PyData Global 2022

sktime - python toolbox for time series: pipelines and transformers
12-01, 11:30–13:00 (UTC), Workshop/Tutorial I

sktime is a widely used scikit-learn compatible library for learning with time series. sktime is easily extensible by anyone, and interoperable with the pydata/numfocus stack. sktime has a rich framework for building pipelines across multiple learning tasks that it supports, including forecasting, time series classification, regression, clustering. This tutorial explains basic and advanced sktime pipeline constructs, and introduces in detail the time series transformer which is the main component in all types of pipelines. It is a continuation of the sktime introductory tutorial at pydata global 2021.

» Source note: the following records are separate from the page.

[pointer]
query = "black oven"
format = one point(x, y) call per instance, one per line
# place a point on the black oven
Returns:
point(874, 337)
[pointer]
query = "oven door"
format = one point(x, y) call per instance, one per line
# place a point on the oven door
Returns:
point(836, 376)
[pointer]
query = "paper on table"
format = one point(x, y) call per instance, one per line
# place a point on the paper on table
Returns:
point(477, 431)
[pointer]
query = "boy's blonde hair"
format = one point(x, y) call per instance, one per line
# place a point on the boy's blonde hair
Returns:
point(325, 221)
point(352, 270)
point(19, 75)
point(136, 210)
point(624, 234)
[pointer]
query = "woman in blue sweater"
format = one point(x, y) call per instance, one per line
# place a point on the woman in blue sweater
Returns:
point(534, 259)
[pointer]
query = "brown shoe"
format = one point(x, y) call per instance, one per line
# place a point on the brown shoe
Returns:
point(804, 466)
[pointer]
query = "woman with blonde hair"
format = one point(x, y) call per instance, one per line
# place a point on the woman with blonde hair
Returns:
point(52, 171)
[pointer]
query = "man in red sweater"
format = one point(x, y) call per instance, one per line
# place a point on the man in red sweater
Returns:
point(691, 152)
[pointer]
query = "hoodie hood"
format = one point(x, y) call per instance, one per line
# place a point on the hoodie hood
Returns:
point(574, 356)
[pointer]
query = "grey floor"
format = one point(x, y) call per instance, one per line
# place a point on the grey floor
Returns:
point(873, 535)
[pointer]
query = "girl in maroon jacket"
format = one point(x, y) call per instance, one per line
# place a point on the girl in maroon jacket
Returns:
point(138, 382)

In time series analysis, often multiple, sometimes repetitive, algorithmic steps are applied to the data. Organising these steps in a clear way to enable flexible deployment on multiple data sets and easily reproduce results. Pipelines offer a solution to this challenge by providing a structure to build flexible sequences of applying time series algorithms. The modular building blocks of pipelines are "transformers" or "transformations" (in the scikit-learn sense) as well as estimators specific to learning tasks, such as forecasters or time series classifiers. The challenge in learning with time series are the many different types of transformations, such as:

  • transformers of a time series to time series, e.g., differencing and detrending
  • transformers of a time series to a row of primitive features/valus in a data frame, e.g., time series summary
  • transformers of a time series to a panel of time series, e.g., bootstrap, sliding window
  • transformers that apply to hierarchical time series, e.g., reconciliation or hierarchical aggregation
  • transformers of a pair of time series to a real number, e.g., time series distances or kernels

sktime provides a framework to distinguish the above, and to use transformers of the various types as components in different types of pipelines, such as:

  • forecasting pipelines, with transformers applied to endogeneous, exogeneous, or output data,
  • time series classification pipelines, with transformers applied to inputs,
  • compositor pipelines for time series distances or parameter estimators,
  • specialized reduction steps consuming different types of transformers and machine learning estimators,
  • and many more.

The design challenge is to formalize transformers in a way that a given type of transformer can be used in multiple types of pipeline, and creating pipelines that can use multipe types of transformers. sktime solves this challenge through the "scientific type" formalism which applies object orientation based typing to the transformers and inputs/outputs. The presentation will also briefly touch on advanced pipelining concepts such as graph pipelines and roadmap items inviting contributions.


Prior Knowledge Expected

No previous knowledge expected

Principal Data Scientist and Practice Lead at GfK.

Founder and core developer of the sktime python toolbox for machine learning with time series.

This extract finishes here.